Возомнив себя великим полководцем, достойным учеником Фридриха II, и прозорливым государственным деятелем, он видел свое назначение в том, чтобы повелевать. Он искренне был убежден, что подданные существуют для того, чтобы исполнять его малейшие желания. И сам того не замечал, или не хотел замечать, что становится послушным орудием хитрого и коварного Фридриха, который начал строить русскую политику через своего посланника Гольца.
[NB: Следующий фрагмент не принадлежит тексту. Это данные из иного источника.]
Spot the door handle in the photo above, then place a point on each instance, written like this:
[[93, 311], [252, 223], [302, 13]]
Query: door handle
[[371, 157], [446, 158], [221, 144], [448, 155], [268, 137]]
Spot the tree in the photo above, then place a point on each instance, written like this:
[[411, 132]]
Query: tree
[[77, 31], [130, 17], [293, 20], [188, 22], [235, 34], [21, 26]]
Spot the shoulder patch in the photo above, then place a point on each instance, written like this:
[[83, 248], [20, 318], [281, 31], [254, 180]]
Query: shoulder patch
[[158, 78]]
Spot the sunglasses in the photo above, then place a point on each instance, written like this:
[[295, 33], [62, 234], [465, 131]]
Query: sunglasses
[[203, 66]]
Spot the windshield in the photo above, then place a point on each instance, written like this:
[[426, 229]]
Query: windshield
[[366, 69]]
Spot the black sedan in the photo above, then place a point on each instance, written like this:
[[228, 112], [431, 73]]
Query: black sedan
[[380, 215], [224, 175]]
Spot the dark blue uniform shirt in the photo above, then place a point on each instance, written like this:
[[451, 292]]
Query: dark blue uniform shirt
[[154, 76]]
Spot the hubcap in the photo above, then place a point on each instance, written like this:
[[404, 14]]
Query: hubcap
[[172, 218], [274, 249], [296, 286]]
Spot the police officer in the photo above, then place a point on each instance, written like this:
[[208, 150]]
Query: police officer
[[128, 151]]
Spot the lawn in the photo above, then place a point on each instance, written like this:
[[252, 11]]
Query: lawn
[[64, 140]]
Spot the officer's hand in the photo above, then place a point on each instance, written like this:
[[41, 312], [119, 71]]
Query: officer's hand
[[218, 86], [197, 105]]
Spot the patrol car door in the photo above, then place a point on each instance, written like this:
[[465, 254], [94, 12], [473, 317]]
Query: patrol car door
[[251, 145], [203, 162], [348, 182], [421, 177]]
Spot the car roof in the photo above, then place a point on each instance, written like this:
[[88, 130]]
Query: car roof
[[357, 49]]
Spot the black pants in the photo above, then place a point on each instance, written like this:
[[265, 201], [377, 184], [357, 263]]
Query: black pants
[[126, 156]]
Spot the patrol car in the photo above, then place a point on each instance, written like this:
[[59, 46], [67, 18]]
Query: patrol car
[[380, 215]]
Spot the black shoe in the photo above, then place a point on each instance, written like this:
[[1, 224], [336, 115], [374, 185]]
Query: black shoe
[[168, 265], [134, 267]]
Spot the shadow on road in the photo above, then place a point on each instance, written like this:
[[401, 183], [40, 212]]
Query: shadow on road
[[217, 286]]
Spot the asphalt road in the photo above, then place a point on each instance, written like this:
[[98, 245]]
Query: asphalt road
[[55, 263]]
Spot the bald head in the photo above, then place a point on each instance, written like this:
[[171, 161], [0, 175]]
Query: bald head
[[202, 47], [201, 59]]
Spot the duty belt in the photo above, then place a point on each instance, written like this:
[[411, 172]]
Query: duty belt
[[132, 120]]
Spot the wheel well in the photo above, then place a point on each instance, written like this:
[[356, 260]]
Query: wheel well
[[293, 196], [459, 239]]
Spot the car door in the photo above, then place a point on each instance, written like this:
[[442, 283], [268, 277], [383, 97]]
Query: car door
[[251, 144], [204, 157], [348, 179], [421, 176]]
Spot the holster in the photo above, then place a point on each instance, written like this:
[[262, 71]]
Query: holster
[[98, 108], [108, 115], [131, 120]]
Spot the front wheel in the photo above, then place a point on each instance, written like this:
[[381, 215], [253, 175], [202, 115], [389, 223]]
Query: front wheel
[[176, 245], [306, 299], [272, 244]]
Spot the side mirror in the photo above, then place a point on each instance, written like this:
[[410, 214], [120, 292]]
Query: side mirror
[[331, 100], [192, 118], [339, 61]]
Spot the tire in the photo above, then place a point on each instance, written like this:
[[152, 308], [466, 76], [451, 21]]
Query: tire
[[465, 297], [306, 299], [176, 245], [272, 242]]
Если сам Петр Федорович просто не обращал внимания на жену, то Гольц помнил о ее словах, в которых она якобы выразила желание «быть не супругой императора, а его матерью». И не преминул Петру Федоровичу об этом напомнить. И первейшим желанием императора становится: «Раздавить змею!»

Воспитатель наследника Павла осторожный дипломат граф Никита Панин строил перед Екатериной прожекты, в коих ей отводилось место регентши при малолетнем сыне-императоре, и при том регентстве был бы совет государственных мужей по европейскому образцу: граф слишком хорошо помнил регентство Анны Леопольдовны. Выслушивая такие прожекты, Екатерина только грустно улыбалась и загадочно молчала: она не хотела быть ни матерью императора, ни его женой. Она сама хотела быть императрицей. А этого-то Фридрих и боялся пуще всего. Но что мог сделать посланник Гольц с неуправляемым и взбалмошным Петром!

Ранней весной двор переселился в почти достроенный Растрелли Зимний дворец. Распределяя его комнаты, Петр отвел Екатерине Алексеевне самую дальнюю часть дворца. Ее же это как раз вполне устраивало: там ей было удобно встречаться с верными друзьями, а кроме того, ей предстояло родить.

Здесь же, в парадной зале Зимнего дворца, состоялся по случаю подписания и ратификации договора о мире с Пруссией торжественный обед, на котором присутствовало четыреста знатных гостей — высшие сановники империи и иностранные дипломаты. Это было в воскресенье 9 июня. Вот тогда-то и прозвучало, словно пощечина, громогласное «дура!» Петра III в адрес Екатерины, отказавшейся причислить к императорской фамилии голштинских дядьев супруга. С этого момента Екатерина перестала существовать для Петра.